“Don’t Boo, vote.” Or, Why Your Name Will Never be on a Cross in a Guatemalan Church.
“Don’t Boo, vote.”
I’m going to keep going with the President’s statement: Don’t talk about how all politicians are thieves, vote. Don’t talk about how you can’t change anything, vote. Don’t talk about how irrelevant, or pointless, or beneath you this all is, vote. Don’t just bitch, VOTE! Even if you think it doesn’t really matter, even if only for the fact that not exercising your right to vote is simply un-democratic.
I know a lot of people who are engaged, who look forward to exercising their right to vote. And I know some people who just don’t seem to feel that it’s something they should waste their time with, which kind of gets me twitchy and here’s why. I went to Guatemala without my family when I was 18, my first solo adventure (well, second if you count the time I went off with my boyfriend in Mexico to Cozumel but that’s a different kind of story). I’d been several times before on family holidays, I was fascinated by the country and completely in love with the warmth and kindness of the people. So this was my graduation gift from my dad, a month in the highlands of Guatemala to learn Spanish in an immersion school. I came back with a lot more than Spanish.
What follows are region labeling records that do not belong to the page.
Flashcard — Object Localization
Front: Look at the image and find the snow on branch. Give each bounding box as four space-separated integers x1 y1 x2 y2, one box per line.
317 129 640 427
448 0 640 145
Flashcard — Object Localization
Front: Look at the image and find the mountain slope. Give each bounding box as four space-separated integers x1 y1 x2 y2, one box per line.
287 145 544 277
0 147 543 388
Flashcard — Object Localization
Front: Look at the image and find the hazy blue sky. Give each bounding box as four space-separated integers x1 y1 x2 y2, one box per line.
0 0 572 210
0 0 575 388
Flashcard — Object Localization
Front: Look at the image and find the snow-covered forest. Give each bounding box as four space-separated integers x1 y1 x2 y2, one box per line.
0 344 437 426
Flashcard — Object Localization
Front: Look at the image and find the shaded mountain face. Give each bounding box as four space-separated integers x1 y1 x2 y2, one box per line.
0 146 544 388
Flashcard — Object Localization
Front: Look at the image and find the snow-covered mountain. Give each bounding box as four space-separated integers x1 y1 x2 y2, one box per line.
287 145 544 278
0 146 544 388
Since I was a girl I’d been involved in the social justice movement for the war torn countries of Central America, I had a pretty firm understanding of the history, of my country’s role in places like Guatemala, and of the fight the people refused to give up for equality, democracy, and their land. About a week into my trip I was having lunch with some of my fellow students when one of our teachers told us the State Department had issued a travel warning for US citizens, advising them not to go to Guatemala because of the political violence. We were given the option of leaving, we all just shrugged and said we were staying. That month was being referred to as Black August because so many bodies were being found by the side of the road, victims of the death squads. I’d been well aware of the violence though so I didn’t feel anything much had changed for me.
One clear day I took a trip with some other students, it was an afternoon that solidified a great many things for me. We rode a bus to the town of Panajachel where we boarded a boat that took us across Lake Atitlan, a breathtaking lake in the highlands surrounded by three volcanoes. Our destination was Santiago Atitlan, I was looking forward to a fun day out, to seeing some countryside and experiencing a bit of cultural immersion. We strolled through the town, absorbing the sights, sounds, and smells–the vibrant colors of traditional clothing, Spanish mixing with Mayan dialects, the smells of cooking fires and incense. We eventually made our way to the church in the central square and quietly stepped inside. I wandered the church, enjoying its silence and sense of reverence. As I looked around I came upon a wall that was covered in three paper crosses, two smaller and one large. I stepped closer and saw that each cross was made of individual squares of paper and on each square of paper was written a name. I found our guide and asked him about the crosses, he told me that each cross represented a massacre and each name was a person murdered. He told me the names were those of young boys and girls, the elderly, mothers, fathers, all victims of the army. I remember my eyes filling with tears as I looked back to the crosses. This was a tiny village and there were hundreds of names on the wall, I stood staring at the crosses and quietly wept. This was a country where I’d frequently seen graffiti that stated “not for us but for our children.” People were shot because they were innocent bystanders, or because they demanded the army leave them in peace, or because they marched and spoke up and had the audacity to demand democracy and equality. And here was the price for all that, right in front of me, hundreds of names forming crosses in a small village church.
So, yea, when I hear my fellow Americans talk about how they’re so disappointed in a candidate because he or she didn’t pay enough attention to their pet issue, or because politician X didn’t do “enough,” or because they’re just so disillusioned with all of it and how they’ll just sit it out, I get twitchy. Because I think about that church and the squares of paper taped to the wall and how much YOUR VOTE would have meant to each one of those people. I think about what they sacrificed, what they were willing to do and give for democracy and freedom and equality. That day was like the solution to a puzzle for me. I felt all the blind idealism and “it’s between tweedle dee and tweedle dum so what’s the point” attitude drain out of me and I realized what democracy means and what happens when you don’t have it. So don’t take it for granted, vote, and when you feel yourself slipping into apathy be grateful for our flawed, dysfunctional, frustrating democracy. It’s ours to cherish and shape and that is a gift a lot of people are still fighting and dying for.